―3―

 

「・・・フランソワーズ」

どうかなってしまいそうだった。
亜麻色の髪と白い肌。そして、海のような空のような深い蒼い瞳。珊瑚色の唇。どんなに恋焦がれたことか。
初めて彼女を見た瞬間に恋に落ちてしまった。
自分のような身分の者が到底届くはずがないひと。彼女は伯爵の妹なのだから。
集めた情報によれば、彼女はこれから社交界にデビューし、夫を見つけるのだという。今はどうやら思い人はいないようだった。
自分は「子爵」だったから、彼女が社交界にデビューしたなら、一緒に踊る機会くらい回ってきただろう。
食事を共にすることだって可能なはずだった。
しかし。
自分とそうできるということは、彼女は他の紳士ともそうするだろうということに違いなかった。
そんな事は、想像するだけで胸の奥が焼け付くように痛んだ。

彼女を自分のものにしたい。

女性に対してこんなに強く思うのは初めてだった。
実際、直接アルヌール伯爵に会って段取りをつけようと思い手紙を書きかけたことも何度もあった。が、自分に対する周りの評判を考えると二の足を踏んだ。手紙を書いたって取り合ってもらえるわけがない。何故なら、自分は下層階級の卑しい出だからだ。そんな身分の者が伯爵家とつきあえるはずもなかった。
諦めよう。何度もそう思った。が、日に日に増してゆく思いに蝕まれ、いらいらと眠れない夜ばかりを数えていた。

そんな中、黒い幽霊団に攫われた。
不幸もここまでくると、いっそ滑稽だった。
正確な生まれもわからず、下層から這い上がってきた自分。生きるためなら何でもやった。そうして自分ひとりの力でここまでのし上がってきた。そんな人生の仕上げがこれかと思うと嗤いしか出てこなかった。
そして――改造された。
初めは、便利な体になったものだと思っていた。早く走れるし、跳べるし、ケガをしない。
しかし、そののち内臓全てを機械と交換されると知った。
どうでもよかった。
いっそ、そこまで堕ちてしまえばすっきりするとさえ思った。しかし、状況が変わった。
何と彼らはフランソワーズ・アルヌールを攫ってきたというのだ。しかも、彼が知った時には既に――耳を改造したという。

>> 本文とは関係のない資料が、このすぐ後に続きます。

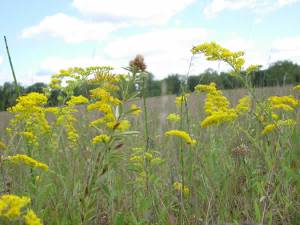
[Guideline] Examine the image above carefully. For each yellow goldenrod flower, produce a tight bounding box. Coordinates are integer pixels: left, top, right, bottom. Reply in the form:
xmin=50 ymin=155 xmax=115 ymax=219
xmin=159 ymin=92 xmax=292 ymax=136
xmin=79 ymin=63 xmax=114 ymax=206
xmin=236 ymin=96 xmax=251 ymax=114
xmin=173 ymin=181 xmax=190 ymax=194
xmin=93 ymin=134 xmax=110 ymax=145
xmin=167 ymin=113 xmax=180 ymax=122
xmin=0 ymin=195 xmax=30 ymax=219
xmin=271 ymin=113 xmax=279 ymax=120
xmin=145 ymin=152 xmax=153 ymax=160
xmin=151 ymin=157 xmax=162 ymax=165
xmin=0 ymin=141 xmax=6 ymax=150
xmin=261 ymin=123 xmax=276 ymax=135
xmin=107 ymin=120 xmax=130 ymax=131
xmin=195 ymin=82 xmax=217 ymax=93
xmin=129 ymin=155 xmax=143 ymax=161
xmin=67 ymin=95 xmax=89 ymax=106
xmin=175 ymin=94 xmax=190 ymax=107
xmin=23 ymin=209 xmax=43 ymax=225
xmin=165 ymin=130 xmax=196 ymax=144
xmin=7 ymin=154 xmax=49 ymax=171
xmin=293 ymin=84 xmax=300 ymax=91
xmin=130 ymin=104 xmax=142 ymax=116
xmin=191 ymin=42 xmax=245 ymax=73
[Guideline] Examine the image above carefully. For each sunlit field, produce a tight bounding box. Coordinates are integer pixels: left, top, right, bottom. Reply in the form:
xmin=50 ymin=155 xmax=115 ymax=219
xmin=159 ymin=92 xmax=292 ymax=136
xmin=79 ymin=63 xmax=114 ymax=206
xmin=0 ymin=42 xmax=300 ymax=225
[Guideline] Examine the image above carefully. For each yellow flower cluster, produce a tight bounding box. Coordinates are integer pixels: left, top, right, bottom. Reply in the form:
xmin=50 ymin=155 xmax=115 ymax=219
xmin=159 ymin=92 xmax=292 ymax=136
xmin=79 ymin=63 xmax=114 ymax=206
xmin=262 ymin=119 xmax=296 ymax=135
xmin=175 ymin=94 xmax=190 ymax=107
xmin=165 ymin=130 xmax=197 ymax=145
xmin=7 ymin=154 xmax=49 ymax=171
xmin=195 ymin=83 xmax=239 ymax=128
xmin=268 ymin=95 xmax=299 ymax=111
xmin=167 ymin=113 xmax=180 ymax=122
xmin=293 ymin=84 xmax=300 ymax=91
xmin=23 ymin=209 xmax=42 ymax=225
xmin=8 ymin=92 xmax=50 ymax=146
xmin=0 ymin=195 xmax=30 ymax=219
xmin=67 ymin=95 xmax=89 ymax=106
xmin=173 ymin=181 xmax=190 ymax=194
xmin=93 ymin=134 xmax=110 ymax=145
xmin=236 ymin=96 xmax=251 ymax=114
xmin=0 ymin=141 xmax=6 ymax=150
xmin=0 ymin=195 xmax=42 ymax=225
xmin=191 ymin=42 xmax=245 ymax=73
xmin=130 ymin=104 xmax=142 ymax=116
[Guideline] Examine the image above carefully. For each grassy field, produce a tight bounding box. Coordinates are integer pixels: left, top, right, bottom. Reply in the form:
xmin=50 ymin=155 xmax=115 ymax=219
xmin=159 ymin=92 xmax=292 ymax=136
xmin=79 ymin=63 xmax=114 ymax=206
xmin=0 ymin=42 xmax=300 ymax=225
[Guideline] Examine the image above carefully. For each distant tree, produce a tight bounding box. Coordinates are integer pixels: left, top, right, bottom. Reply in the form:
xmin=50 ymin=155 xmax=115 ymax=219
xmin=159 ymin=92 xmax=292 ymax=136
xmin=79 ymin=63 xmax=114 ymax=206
xmin=0 ymin=82 xmax=24 ymax=111
xmin=162 ymin=74 xmax=182 ymax=95
xmin=265 ymin=60 xmax=300 ymax=86
xmin=25 ymin=83 xmax=47 ymax=93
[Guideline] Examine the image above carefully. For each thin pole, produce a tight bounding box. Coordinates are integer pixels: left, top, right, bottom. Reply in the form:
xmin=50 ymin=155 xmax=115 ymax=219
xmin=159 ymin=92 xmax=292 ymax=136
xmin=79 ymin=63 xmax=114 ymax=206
xmin=4 ymin=35 xmax=20 ymax=96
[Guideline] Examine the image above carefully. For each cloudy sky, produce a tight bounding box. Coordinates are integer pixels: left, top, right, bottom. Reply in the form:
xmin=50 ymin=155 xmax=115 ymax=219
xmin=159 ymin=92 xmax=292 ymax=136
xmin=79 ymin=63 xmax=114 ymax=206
xmin=0 ymin=0 xmax=300 ymax=85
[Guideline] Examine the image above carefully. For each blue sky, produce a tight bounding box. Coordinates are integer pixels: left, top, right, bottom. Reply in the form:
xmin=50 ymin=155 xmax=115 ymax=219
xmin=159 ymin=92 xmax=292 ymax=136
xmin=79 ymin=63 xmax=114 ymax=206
xmin=0 ymin=0 xmax=300 ymax=85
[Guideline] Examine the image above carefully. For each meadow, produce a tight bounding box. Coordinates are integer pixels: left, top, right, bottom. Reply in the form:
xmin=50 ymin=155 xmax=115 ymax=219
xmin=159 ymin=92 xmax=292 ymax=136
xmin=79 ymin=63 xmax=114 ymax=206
xmin=0 ymin=42 xmax=300 ymax=225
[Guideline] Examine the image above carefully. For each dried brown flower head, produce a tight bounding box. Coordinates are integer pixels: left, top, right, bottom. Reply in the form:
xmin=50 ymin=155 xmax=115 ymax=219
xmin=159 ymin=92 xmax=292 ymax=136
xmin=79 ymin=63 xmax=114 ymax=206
xmin=129 ymin=54 xmax=147 ymax=72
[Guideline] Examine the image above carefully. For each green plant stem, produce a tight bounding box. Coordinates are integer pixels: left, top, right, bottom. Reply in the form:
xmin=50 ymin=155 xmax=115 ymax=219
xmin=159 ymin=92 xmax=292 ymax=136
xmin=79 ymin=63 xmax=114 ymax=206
xmin=4 ymin=36 xmax=20 ymax=96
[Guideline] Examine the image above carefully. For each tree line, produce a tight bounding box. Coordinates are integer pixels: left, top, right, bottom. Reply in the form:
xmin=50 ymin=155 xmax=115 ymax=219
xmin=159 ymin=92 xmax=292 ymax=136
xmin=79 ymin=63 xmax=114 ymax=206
xmin=0 ymin=60 xmax=300 ymax=111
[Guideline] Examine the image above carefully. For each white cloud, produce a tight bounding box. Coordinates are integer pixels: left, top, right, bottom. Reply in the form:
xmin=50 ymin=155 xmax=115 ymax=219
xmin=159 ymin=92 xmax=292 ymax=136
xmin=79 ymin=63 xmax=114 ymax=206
xmin=104 ymin=28 xmax=208 ymax=78
xmin=26 ymin=34 xmax=300 ymax=83
xmin=40 ymin=56 xmax=121 ymax=73
xmin=21 ymin=13 xmax=125 ymax=43
xmin=271 ymin=36 xmax=300 ymax=63
xmin=203 ymin=0 xmax=299 ymax=17
xmin=73 ymin=0 xmax=196 ymax=24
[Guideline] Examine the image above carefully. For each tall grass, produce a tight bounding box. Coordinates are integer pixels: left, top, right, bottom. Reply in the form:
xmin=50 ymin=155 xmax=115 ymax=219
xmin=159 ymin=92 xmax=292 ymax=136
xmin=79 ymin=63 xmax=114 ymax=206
xmin=0 ymin=42 xmax=300 ymax=225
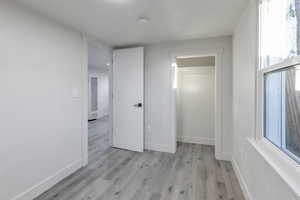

その時だった。どうでもいいと思っていた自分の人生に意味があったと思ったのは。
自分は、もしかしたら――彼女を助けるために生まれてきたのかもしれない。そう思う事は勝手な自己満足にすぎなかったが、それでもその考えにしがみついた。
そして、黒い幽霊団の首領を倒し――フランソワーズを救出した。

今考えても、どこからそんな力が湧いてきたのか不思議だった。ただ彼女を助けることしか考えていなかった。

そして、今。
その彼女が目の前にいる。

しかも、自分を怖がるどころかもう少し一緒にいてくれと言う。
彼女は、自分が何を差し出そうとしているのか気付いてないのだろうか?
こんな荒れたひとけのない邸に二人きりで。しかも、乱暴者で有名な男と一緒にいるのだ。身の危険を全く感じていないとすれば、もしかしたら知能に偏りがあるのかもしれない。が、彼女の瞳には間違いなく知性が宿っている。だとすれば、この状況がわかってないわけがない。だとしたら、いったい彼女の意図は何なのか。

――そんなことはどうでもいい。

頭の片隅で考えたものの、それらは全て自分の内側から湧き上がってくる熱い思いに押し流された。

どうなってもいい。

いま、彼女を自分のものにしなければ、一生後悔して過ごすだろう。
これから先、毎晩毎晩、彼女に焦がれ、胸が焼ける苦しみと戦わなくてはならない。
もちろん、いま彼女を自分のものにしたからといってその苦しみから逃れられるものではないとわかっている。むしろ、自分のものにしてからの方が――苦しいだろう。
いま彼女を自分のものにしたからといって、伯爵が自分と彼女の婚姻を認めるわけがないのだ。

まだ社交界にもデビューしていない無垢な女性。
果たしてそんな彼女をいま、抱いてしまってもいいのだろうか。

――否、駄目だ。それはできない。

どうしたって彼女の評判に傷がつく。ただでさえ、こんな自分のような者と一緒にいたというだけで醜聞になってしまうのだ。
しかも、今日この夜にそういうことになってしまうのは、まるで助けた自分への褒美を要求しているようにも思えた。
だとすれば、彼女は自分を拒めない。どんなに嫌でも。

しかし、いま、彼女の手をはねのけることはできそうになかった。